Wednesday, March 02, 2011
when meals become mission: learning from 9/11
A recent post at prodigal Kiwi is asking for resources to help churches think through their response to the February 22 Christchurch earthquake.
It caused me to recall the research done by John Koenig on how the church in New York responded after 9/11, which is written up in Soul Banquets: How Meals Become Mission in the Local Congregation. The book begins by interviewing Lyndon Harris, the priest at St Paul’s chapel. Manhattan’s oldest public building, the church closest to twin towers. Lyndon recalls how in the chaos after 9/11, the “many New Testament stories of Jesus’ words and actions at table came quickly to mind.”
So the church simply began serving food. First with volunteers running a street barbeque to feed the clean up crews. Once the church was deemed safe, they turned to serving meals in the shelter of the church.
They made a conscious decision to be a generous host. For them, this involved forming a partnership with a local restaurant to serve food and drink of the highest possible quality.
Some ten days after 9/11, they served communion. They offered this as an option, the liturgy up at the altar table but in a church filled with tables, heaped with food, around which everyday conversation continued. This moment, of food mixed with faith, proved an important and transformative moment of healing for numbers present that day.
Koenig concluded that one of the most healing thing done by churches through out New York in response to 9/11 was the decision to simply eat together. He wrote
“we have seriously undervalued our church meals, both ritual and informal, as opportunities for mission … to realize this potential, we, like the disciples on the road to Emmaus, must have our eyes opened by the transforming presence of Christ at our tables.”
Another chapter in the book offers an interesting checklist on what it might means for meals to become mission. It suggests a new set of habits will be required. Mission meals is no slapping of food on a cold tin plate in a chilly church hall.
Instead
- This is serving graciously with human contact. Koenig cites the example of one the busiest church food kitchen in New York, in which each volunteer is expected to find ways to encourage eye contact and genuine conversation.
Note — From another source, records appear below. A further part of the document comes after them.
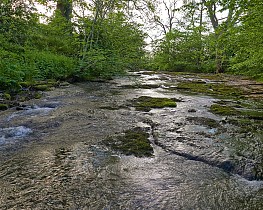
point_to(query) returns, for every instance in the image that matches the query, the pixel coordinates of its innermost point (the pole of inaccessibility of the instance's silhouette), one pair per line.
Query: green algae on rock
(208, 122)
(4, 107)
(223, 110)
(132, 142)
(209, 88)
(145, 103)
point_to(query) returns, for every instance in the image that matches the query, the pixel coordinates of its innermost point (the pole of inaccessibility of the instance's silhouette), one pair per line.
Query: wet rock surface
(86, 146)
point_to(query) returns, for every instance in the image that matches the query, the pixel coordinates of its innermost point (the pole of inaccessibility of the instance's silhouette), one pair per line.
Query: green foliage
(116, 45)
(247, 43)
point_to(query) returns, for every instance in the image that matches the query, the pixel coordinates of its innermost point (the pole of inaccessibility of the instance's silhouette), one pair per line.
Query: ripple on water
(10, 134)
(32, 111)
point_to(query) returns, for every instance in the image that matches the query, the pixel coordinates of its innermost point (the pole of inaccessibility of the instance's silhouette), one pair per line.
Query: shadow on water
(67, 166)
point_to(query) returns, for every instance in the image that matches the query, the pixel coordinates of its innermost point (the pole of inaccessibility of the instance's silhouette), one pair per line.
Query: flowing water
(52, 155)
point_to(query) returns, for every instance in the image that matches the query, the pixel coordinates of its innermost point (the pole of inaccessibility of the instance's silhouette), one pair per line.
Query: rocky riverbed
(149, 140)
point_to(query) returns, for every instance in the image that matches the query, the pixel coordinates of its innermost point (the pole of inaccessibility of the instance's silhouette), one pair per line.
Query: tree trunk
(65, 7)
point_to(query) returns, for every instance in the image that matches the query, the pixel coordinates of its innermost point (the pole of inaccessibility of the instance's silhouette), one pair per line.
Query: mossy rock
(133, 142)
(42, 87)
(223, 110)
(26, 84)
(7, 96)
(37, 95)
(212, 89)
(145, 103)
(252, 114)
(208, 122)
(4, 107)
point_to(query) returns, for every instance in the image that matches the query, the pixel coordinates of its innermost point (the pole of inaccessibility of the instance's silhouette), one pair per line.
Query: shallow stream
(53, 157)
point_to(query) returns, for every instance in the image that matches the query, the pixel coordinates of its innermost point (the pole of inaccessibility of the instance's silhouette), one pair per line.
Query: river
(53, 157)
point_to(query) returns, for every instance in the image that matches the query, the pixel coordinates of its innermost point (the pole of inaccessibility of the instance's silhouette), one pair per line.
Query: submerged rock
(145, 103)
(133, 142)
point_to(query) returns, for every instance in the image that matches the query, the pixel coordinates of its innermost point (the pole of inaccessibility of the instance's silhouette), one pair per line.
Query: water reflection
(71, 169)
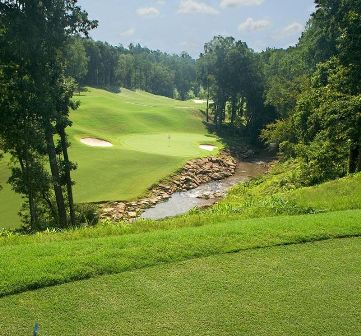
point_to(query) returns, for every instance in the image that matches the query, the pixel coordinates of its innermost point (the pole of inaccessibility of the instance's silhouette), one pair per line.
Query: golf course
(151, 137)
(180, 168)
(248, 266)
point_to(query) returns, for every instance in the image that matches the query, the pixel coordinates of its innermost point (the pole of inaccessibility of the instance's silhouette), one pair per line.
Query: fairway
(306, 289)
(152, 136)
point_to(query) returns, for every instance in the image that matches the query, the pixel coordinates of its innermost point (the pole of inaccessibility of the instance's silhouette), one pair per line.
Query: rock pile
(192, 175)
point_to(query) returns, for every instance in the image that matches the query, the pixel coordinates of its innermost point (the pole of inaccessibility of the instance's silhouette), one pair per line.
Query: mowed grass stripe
(152, 136)
(35, 265)
(309, 289)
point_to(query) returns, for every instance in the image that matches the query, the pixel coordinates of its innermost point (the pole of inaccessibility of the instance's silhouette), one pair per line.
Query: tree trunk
(234, 111)
(30, 195)
(207, 111)
(354, 159)
(67, 167)
(62, 221)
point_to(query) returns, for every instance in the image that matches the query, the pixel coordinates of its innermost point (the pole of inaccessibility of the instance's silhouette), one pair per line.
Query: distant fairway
(152, 136)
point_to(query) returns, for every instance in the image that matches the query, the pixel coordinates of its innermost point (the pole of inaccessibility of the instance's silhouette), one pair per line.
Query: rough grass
(308, 289)
(26, 265)
(152, 136)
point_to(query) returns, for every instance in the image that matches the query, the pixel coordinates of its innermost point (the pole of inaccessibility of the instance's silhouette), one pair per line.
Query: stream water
(206, 194)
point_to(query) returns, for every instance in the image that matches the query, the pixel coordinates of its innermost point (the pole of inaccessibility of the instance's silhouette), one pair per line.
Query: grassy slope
(263, 290)
(29, 265)
(139, 125)
(309, 289)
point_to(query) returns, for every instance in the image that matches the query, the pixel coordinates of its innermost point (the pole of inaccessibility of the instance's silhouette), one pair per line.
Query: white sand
(95, 142)
(209, 148)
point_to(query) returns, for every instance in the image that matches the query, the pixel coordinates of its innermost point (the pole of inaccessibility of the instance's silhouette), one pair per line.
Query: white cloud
(148, 11)
(252, 25)
(235, 3)
(292, 29)
(193, 6)
(129, 32)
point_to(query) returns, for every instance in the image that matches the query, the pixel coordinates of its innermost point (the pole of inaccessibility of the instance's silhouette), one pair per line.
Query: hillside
(257, 269)
(152, 136)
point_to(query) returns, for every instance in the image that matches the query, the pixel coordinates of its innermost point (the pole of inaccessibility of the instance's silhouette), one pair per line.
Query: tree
(36, 97)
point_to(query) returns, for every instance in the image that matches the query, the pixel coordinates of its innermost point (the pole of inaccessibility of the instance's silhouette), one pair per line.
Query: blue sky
(185, 25)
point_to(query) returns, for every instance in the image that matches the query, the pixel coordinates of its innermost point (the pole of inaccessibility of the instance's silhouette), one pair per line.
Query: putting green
(152, 136)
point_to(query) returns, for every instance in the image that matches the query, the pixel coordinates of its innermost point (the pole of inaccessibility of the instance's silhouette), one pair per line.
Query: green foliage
(137, 67)
(231, 73)
(87, 214)
(319, 122)
(138, 125)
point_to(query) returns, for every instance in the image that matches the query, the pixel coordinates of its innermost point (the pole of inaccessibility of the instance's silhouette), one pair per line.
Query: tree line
(306, 99)
(315, 91)
(99, 64)
(35, 101)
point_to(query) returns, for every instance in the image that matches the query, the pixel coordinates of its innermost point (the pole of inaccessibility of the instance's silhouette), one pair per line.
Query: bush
(86, 214)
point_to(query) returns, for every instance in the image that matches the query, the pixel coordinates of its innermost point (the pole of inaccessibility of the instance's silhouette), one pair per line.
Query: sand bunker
(95, 142)
(209, 148)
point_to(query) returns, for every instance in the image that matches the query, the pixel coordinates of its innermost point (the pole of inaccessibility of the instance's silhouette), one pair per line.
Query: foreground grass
(152, 136)
(307, 289)
(26, 266)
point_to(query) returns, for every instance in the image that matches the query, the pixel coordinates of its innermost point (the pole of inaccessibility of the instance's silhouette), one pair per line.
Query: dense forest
(100, 64)
(305, 100)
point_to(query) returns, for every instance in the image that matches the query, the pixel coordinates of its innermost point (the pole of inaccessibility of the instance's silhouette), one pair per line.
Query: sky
(174, 26)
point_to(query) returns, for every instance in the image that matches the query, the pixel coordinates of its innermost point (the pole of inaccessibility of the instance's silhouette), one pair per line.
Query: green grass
(27, 265)
(267, 260)
(307, 289)
(152, 136)
(334, 195)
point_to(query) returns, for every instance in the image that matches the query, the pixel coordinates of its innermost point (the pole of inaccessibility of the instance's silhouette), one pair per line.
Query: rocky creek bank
(194, 173)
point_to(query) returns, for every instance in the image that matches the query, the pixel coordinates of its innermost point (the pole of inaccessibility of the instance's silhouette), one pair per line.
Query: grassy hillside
(307, 289)
(152, 136)
(206, 273)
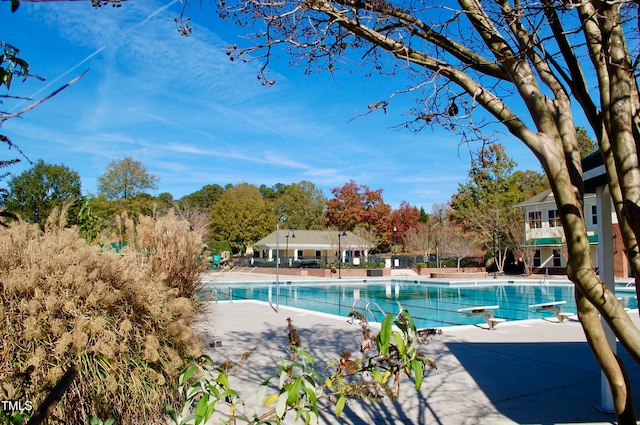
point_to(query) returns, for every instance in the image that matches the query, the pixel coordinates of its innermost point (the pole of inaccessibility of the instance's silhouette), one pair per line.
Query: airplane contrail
(90, 56)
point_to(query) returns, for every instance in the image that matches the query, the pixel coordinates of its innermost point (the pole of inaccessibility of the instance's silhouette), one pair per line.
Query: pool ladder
(367, 310)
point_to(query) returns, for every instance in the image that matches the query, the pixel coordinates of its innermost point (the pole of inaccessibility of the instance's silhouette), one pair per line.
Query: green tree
(241, 217)
(125, 179)
(302, 204)
(34, 193)
(484, 205)
(520, 65)
(164, 201)
(203, 198)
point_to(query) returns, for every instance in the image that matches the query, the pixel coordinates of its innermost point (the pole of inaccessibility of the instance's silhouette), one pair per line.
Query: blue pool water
(431, 305)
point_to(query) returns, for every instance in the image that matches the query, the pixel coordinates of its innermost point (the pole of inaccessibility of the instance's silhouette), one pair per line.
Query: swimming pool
(431, 305)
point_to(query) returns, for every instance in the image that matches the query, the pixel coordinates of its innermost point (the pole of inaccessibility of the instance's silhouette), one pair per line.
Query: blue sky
(193, 118)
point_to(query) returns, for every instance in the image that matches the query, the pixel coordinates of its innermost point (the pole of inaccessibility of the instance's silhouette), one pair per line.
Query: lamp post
(393, 261)
(293, 235)
(343, 233)
(277, 283)
(495, 254)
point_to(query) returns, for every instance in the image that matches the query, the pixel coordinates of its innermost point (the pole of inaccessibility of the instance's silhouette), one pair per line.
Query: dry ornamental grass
(121, 317)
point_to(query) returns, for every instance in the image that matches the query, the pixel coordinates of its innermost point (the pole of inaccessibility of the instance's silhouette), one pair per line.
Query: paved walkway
(529, 372)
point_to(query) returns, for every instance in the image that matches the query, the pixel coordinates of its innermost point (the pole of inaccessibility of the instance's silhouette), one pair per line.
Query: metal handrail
(367, 309)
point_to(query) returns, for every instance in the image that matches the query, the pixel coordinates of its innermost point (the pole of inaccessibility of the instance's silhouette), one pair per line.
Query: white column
(605, 267)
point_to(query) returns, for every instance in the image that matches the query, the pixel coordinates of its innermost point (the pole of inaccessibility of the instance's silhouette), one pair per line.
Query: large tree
(302, 204)
(204, 198)
(356, 205)
(484, 205)
(34, 193)
(125, 179)
(241, 217)
(521, 65)
(403, 219)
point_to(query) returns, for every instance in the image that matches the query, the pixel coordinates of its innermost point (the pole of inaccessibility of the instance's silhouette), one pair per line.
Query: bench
(486, 312)
(555, 307)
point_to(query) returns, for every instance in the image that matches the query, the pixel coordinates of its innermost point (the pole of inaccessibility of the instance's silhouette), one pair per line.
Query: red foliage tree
(354, 206)
(403, 219)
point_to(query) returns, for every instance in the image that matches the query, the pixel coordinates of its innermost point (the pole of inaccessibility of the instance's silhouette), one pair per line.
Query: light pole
(277, 283)
(495, 254)
(393, 261)
(343, 233)
(293, 235)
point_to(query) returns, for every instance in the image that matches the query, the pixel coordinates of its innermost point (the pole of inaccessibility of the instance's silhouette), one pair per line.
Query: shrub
(123, 319)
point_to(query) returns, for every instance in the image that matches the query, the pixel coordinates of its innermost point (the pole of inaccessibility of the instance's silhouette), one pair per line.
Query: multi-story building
(545, 236)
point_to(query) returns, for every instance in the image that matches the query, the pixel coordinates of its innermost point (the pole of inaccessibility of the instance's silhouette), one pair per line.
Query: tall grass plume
(121, 317)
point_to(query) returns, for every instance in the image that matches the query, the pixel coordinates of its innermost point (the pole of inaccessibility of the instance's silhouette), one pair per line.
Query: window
(554, 218)
(535, 219)
(536, 259)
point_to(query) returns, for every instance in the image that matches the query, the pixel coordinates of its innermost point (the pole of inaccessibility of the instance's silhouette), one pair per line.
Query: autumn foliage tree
(403, 219)
(518, 66)
(354, 206)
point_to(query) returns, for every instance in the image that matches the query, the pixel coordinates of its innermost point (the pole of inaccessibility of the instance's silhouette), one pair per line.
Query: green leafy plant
(300, 386)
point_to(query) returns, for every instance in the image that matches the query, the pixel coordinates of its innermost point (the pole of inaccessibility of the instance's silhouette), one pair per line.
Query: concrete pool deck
(527, 372)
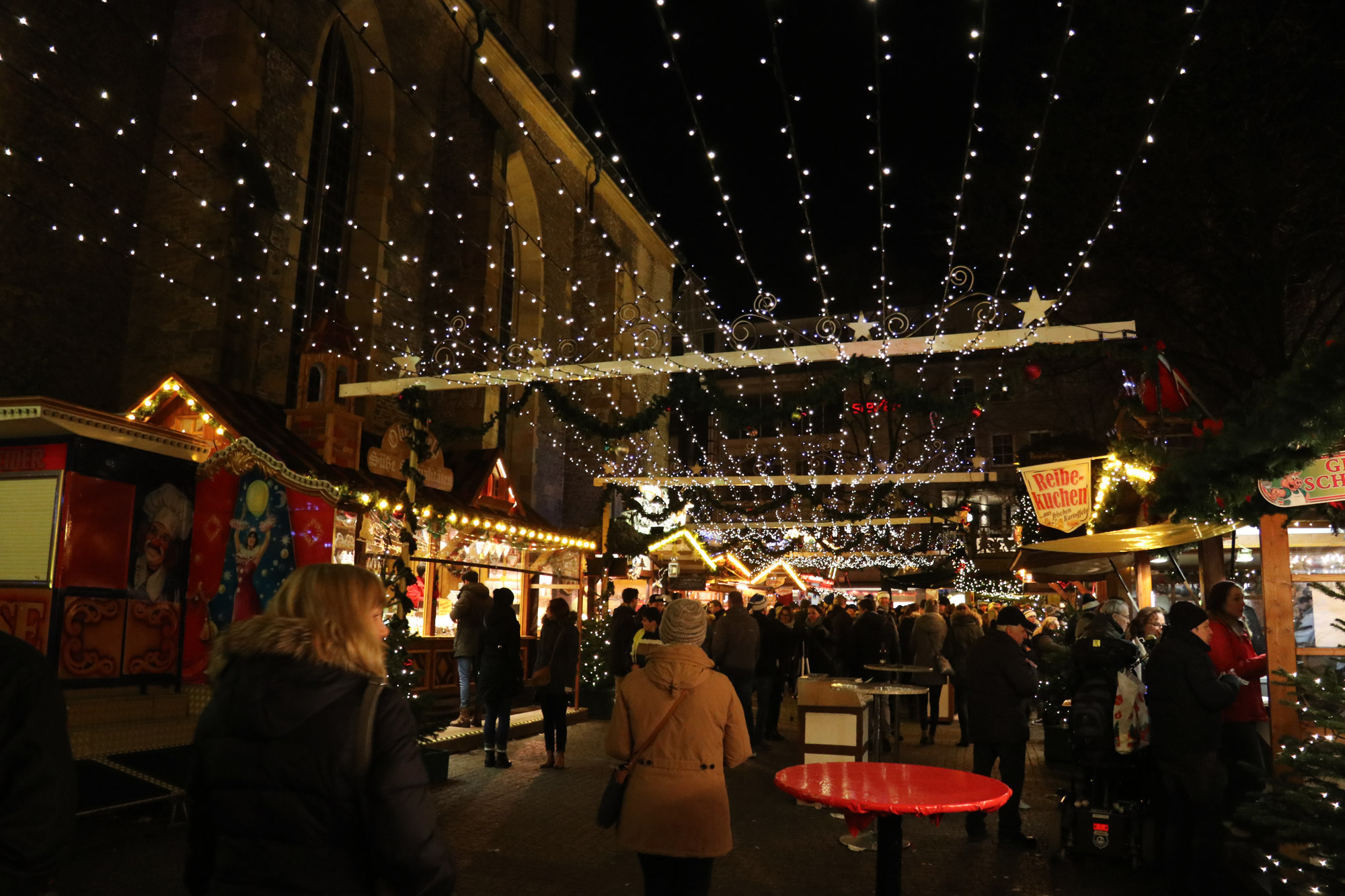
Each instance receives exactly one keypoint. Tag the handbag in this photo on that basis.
(610, 806)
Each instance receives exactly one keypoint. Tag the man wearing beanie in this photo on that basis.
(735, 649)
(1000, 684)
(1187, 697)
(676, 810)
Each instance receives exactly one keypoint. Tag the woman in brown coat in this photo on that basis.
(676, 813)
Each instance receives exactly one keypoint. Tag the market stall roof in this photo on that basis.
(42, 417)
(1089, 557)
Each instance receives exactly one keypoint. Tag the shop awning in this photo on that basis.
(1090, 557)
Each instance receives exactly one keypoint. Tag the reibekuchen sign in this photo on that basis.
(1062, 493)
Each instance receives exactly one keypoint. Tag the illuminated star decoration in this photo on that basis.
(863, 329)
(1035, 309)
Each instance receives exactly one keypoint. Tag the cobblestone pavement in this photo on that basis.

- This is setting tables, serving food, eating in patterns and places that speak of God’s abundance and creativity.
- This is encouraging role reversals by finding ways for all, helper and hungry, to contribute through a diversity of gifts.
- This is committing to a long-term, intentional project, a willingness to eat together a lot, because in that eating good things will happen.
So, for those wandering about how to be church in Christchurch, how to deal with so much physical loss, so much psychological trauma, so much grief and fear – start by simply eating together.